Under a constitutional democracy, freedom, liberty, and personal independence exist only if society compels the institutions of government to be governed by the rule of law. Under such a system, the necessary condition that must exist before the law can be useful in restoring freedom and liberty is the equal sharing of power between the various institutions of government. However, such co-existence and equal sharing of power is not sufficient to guarantee preservation of individual rights under a constitution. Such a guarantee exists only if the members of each of the executive branch, the legislative branch, and the judicial branch are held to account to society for their decisions and actions. In Minnesota, the constitutional right of the voters to hold the judiciary accountable has been severely restricted by a set of laws that: (1) strongly discourage challenged judicial elections; (2) encourage those voters who do vote for judges to select the “Incumbent”; (3) deny the voters the power to decide who will be their judge; and (4) disallow the voters their right to consent to the judicial selection.
Article VI, Section 7 of the Minnesota Constitution states that: Judges “shall be elected by the voters from the area which they are to serve.” On the face of the constitutional mandate, it appears that the voters have the right determine who is their judge. That is, the voters have the right to select the candidate who should be elevated to the bench in “the area which they are to serve.” In Minnesota, the constitutional right of the voters to determine who is their judge has been denied.
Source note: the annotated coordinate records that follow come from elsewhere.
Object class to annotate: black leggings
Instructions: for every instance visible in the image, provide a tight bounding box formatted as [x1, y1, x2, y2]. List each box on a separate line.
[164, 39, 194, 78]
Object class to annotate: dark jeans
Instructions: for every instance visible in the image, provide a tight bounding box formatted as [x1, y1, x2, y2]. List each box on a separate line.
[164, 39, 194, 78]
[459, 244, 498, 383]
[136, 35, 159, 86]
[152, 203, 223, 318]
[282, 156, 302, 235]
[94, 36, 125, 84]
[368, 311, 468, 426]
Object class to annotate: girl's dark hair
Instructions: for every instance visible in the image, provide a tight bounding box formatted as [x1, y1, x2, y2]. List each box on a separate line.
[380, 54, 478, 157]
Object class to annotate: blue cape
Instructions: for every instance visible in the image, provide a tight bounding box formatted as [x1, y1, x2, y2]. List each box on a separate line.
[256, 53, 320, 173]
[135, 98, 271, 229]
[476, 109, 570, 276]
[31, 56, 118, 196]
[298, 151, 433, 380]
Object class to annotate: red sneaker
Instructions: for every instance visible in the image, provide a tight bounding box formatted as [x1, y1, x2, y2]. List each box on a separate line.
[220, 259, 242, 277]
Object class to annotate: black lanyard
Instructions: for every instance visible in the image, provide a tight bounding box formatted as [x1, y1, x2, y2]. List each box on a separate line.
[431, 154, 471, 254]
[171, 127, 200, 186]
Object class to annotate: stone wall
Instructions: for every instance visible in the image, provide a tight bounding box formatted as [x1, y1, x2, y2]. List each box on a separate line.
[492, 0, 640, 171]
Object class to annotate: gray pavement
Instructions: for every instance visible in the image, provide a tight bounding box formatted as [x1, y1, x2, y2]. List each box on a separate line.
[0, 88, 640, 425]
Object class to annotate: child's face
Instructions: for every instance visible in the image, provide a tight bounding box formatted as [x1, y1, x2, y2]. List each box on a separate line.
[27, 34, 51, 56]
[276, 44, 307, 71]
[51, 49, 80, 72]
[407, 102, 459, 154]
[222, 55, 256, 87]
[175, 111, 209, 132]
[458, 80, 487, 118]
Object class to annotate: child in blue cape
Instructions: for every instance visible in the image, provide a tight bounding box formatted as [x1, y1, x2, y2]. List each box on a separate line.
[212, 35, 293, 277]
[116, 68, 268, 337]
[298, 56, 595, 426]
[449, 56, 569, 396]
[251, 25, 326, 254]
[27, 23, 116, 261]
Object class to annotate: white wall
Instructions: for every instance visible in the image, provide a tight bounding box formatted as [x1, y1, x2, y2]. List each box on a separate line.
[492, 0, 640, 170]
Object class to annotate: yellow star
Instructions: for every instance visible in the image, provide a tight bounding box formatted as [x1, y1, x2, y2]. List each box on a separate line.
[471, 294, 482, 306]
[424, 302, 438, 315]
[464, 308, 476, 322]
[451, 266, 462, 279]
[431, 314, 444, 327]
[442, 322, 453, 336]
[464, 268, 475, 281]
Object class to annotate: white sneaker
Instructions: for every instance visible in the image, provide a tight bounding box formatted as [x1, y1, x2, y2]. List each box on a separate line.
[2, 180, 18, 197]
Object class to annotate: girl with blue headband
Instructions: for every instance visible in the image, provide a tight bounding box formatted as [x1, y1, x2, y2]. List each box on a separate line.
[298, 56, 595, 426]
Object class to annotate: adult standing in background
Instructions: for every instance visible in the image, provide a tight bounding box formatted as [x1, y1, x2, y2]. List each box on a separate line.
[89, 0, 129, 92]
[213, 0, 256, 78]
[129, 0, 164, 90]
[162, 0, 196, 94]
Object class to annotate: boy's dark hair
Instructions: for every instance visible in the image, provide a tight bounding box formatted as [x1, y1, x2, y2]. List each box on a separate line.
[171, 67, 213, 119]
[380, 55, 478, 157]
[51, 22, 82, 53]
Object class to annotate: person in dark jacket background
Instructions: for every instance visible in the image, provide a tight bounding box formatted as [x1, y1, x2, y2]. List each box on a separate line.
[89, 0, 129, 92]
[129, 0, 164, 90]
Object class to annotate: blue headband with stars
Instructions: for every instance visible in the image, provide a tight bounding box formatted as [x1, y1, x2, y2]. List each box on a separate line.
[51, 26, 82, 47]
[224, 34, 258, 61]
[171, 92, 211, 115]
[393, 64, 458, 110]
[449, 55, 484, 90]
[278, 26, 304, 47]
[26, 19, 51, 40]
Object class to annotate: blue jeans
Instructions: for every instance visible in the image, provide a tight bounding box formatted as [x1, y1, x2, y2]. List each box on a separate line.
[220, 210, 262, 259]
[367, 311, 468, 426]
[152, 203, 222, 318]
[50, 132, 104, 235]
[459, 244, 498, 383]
Typically, in Minnesota, a judge is elevated to the bench by appointment by the Governor. The system functions as follows: a sitting judge, who is nearing retirement, steps down no later than eighteen to twenty four months before of his term of six years; a Judicial Selection Committee accepts and examines applications from attorneys who show an interest in that particular judgeship; a short list of candidates are recommended to the Governor by the Judicial Selection Committee; the Governor interviews the candidates on the short list and appoints the replacement judge. That replacement judge then stands for election in what is called a “retention election.” On its face, the system used in Minnesota appears to comply with the mandate of Article VI, Section 7 of the Minnesota Constitution.
However, closer examination of the system indicates how the system has been manipulated to strongly discourage voters from even voting for a judge and strongly discourage a contested election. As a preliminary matter, the chairman of the Judicial Selection Committee is appointed to that position by the Governor. Once appointed, he is answerable only to the Governor and no oversight of the chairman is exerted by the Minnesota Legislature. The other members of the Judicial Selection Committee are not vetted by the legislature nor is any consent given by the public to the appointment of either the chairman or the members of the Committee.
Once a sitting judge announces retirement, the process of selecting the replacement judge is set into motion. The Office of the Governor announces the vacancy and instructs that attorneys who may wish to be considered for the position should submit application materials to the Judicial Selection Committee. Candidates for the position are, therefore, self-selecting and, of course, the candidates would request recommendations from references that would be positive. The names of the candidates before the Judicial Selection Committee are not made public and comments are not solicited from the public as to the fitness of the candidates before the Judicial Selection Committee. That is, the work of the Judicial Selection Committee is made largely in secret behind closed doors.
The Judicial Selection Committee interviewed several candidates for Seat 5 in the Fifth Judicial District, which was then being vacated by Judge Bruce Gross: Nathan Busch was one of the candidates considered by the Judicial Selection Committee. During the interview, Nathan Busch was asked a number of “fluffy” questions and two questions of any note. These were as follows: (1) “what was your best case”; and, (2) “how does your political ideology align with that of the governor”?
Once the short list of candidates is sent by the Judicial Selection Committee to the Governor, the names of the candidates on that short list are made public. Even at this point, neither comments nor input are solicited from the public as to the fitness of the candidates on the shortlist. The Governor appoints the judge and the appointee then stands for what is called a “retention election” during the next election cycle. It should be noted at this point that the public was never asked as to whom they wanted as judge and the public was never allowed to give consent to the appointment of any particular judge.
On the federal level, the President nominates and the United States Senate then confirms, or not, the candidate. As has been well publicized in the past several decades, the candidates for the federal bench are rigorously and throughly scrutinized by the United States Senate on all matters, including their competency in the law, judicial philosophy, and service to society. During these confirmation hearings, input and comments from the public are not only welcomed, but solicited.
Not so in Minnesota. The Minnesota Senate has no say in either the appointment of a judge and it has no ability to scrutinize the candidate as does the United States Senate. The result of the political appointment process in Minnesota is that the risk is extraordinarily high that a judge will be seated who should not have been. Once appointed, the system that has been put into place makes it virtually impossible to remove that judge from the bench.